On November 15, 1864, William Tecumseh Sherman began his “March to the Sea” from Atlanta to Savannah. It was the beginning of a major blow to the Confederacy during the American Civil War. While the 19th century sounds like ancient history to some of us, there exists a tangible division in this country which has this year, played out in an emotional debate over how to treat Confederate monuments and statues.
This month is also the 119th anniversary of the day a white mob seized the reins of government in Wilmington, drove out elected African-American leaders, destroyed the local black-owned newspaper and terrorized the African American community. November 10, 1898 marks the only known coup d’etat on American soil.

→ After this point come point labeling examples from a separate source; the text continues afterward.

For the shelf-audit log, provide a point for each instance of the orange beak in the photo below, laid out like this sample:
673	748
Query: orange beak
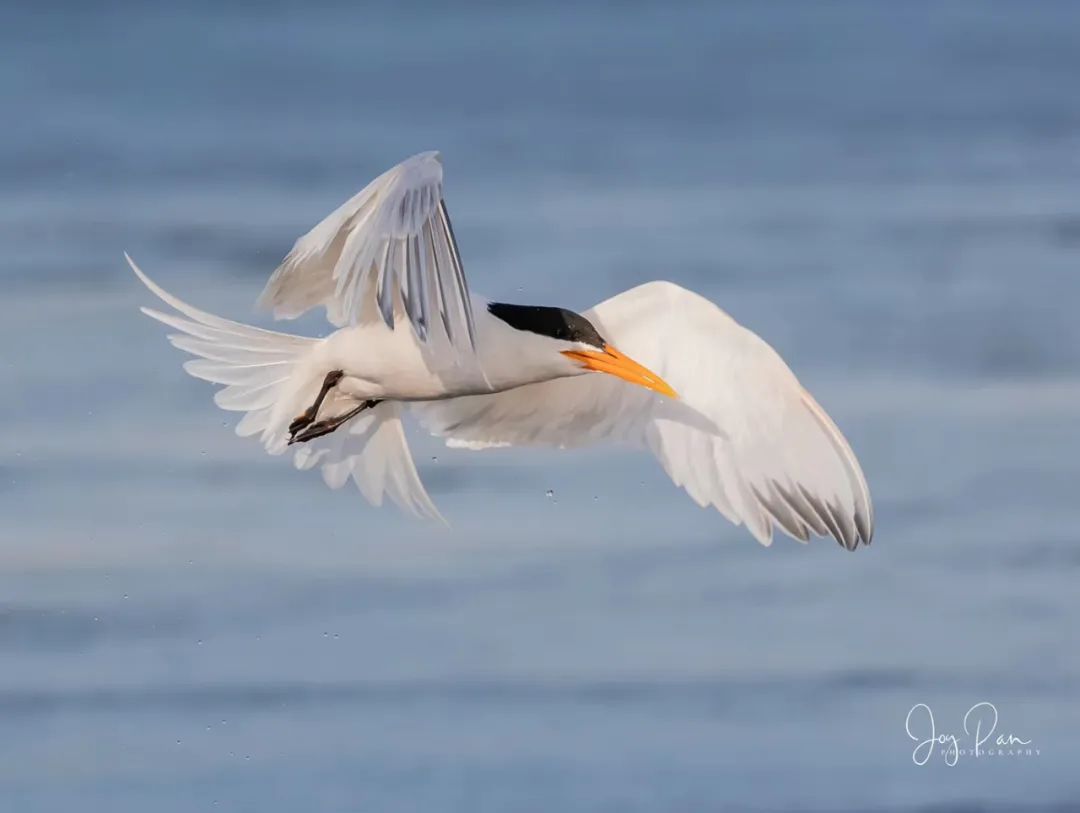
613	363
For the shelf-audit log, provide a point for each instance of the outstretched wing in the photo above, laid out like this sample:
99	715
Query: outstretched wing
744	436
270	377
387	253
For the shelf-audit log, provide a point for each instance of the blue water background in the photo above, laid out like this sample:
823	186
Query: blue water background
888	192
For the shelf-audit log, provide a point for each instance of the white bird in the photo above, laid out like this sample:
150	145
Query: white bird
716	405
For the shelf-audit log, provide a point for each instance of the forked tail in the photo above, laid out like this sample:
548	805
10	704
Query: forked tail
270	377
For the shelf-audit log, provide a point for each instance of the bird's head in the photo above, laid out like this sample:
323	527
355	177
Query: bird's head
568	344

On this edition of CoastLine, we meet a man whose family has played a pivotal role in both North Carolina and Wilmington history. George Rountree III is a practicing attorney in the City of Wilmington. Throughout his life, he has donated to causes that support high-poverty and minority communities – as well as victims of domestic violence and Wilmington’s Miracle League Field.

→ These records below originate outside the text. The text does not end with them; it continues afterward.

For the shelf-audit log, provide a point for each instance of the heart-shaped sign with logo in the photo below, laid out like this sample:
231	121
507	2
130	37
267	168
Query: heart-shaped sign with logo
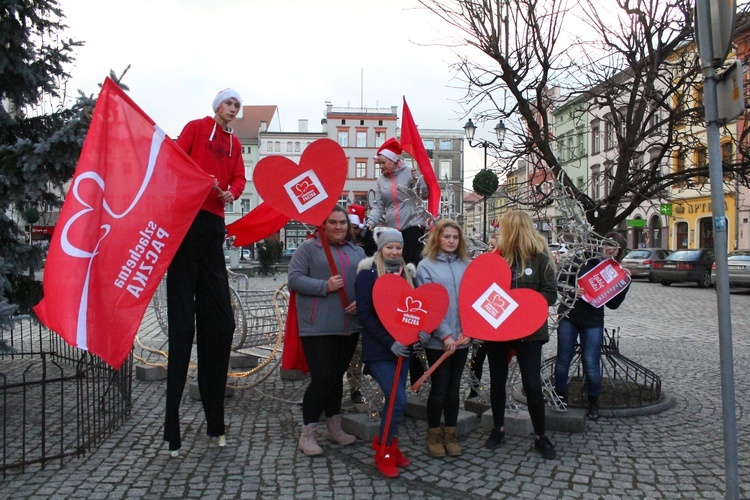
306	192
404	310
490	310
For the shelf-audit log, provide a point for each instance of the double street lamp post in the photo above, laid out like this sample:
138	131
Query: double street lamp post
470	129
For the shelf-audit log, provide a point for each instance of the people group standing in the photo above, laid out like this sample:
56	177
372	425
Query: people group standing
394	208
198	300
328	325
446	257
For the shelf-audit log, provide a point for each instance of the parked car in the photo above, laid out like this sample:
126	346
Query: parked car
685	265
286	255
738	264
641	261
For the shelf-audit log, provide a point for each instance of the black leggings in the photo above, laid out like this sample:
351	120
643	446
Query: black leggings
529	356
328	357
198	302
445	391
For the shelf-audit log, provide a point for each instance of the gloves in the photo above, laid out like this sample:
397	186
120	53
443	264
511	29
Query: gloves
400	349
424	337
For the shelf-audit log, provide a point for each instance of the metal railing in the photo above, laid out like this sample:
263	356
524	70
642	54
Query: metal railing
58	401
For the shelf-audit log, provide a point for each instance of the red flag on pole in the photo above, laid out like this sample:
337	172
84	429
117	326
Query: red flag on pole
259	223
412	143
131	201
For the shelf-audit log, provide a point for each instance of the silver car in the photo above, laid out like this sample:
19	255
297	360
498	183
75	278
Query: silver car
738	265
640	261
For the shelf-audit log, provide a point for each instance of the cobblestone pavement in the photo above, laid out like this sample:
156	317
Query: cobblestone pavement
674	454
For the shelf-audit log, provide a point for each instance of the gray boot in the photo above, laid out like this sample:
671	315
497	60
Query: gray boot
337	433
307	443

He has supported the work of the 1898 Commission, which was charged with creating an official history of that event. He has served as a state legislator in both the North Carolina House and Senate.
George Rountree III is also the great grandson of the last Attorney General of the Confederacy, George Davis, who is memorialized in a statue that stands near the corner of Third and Market Streets in downtown Wilmington.
Today, we’re going to meet him as he is in 2017 – with his Confederate history, his contributions to causes to help communities of color, and his acknowledgment that he, like most people, is more comfortable with people who look and sound like him.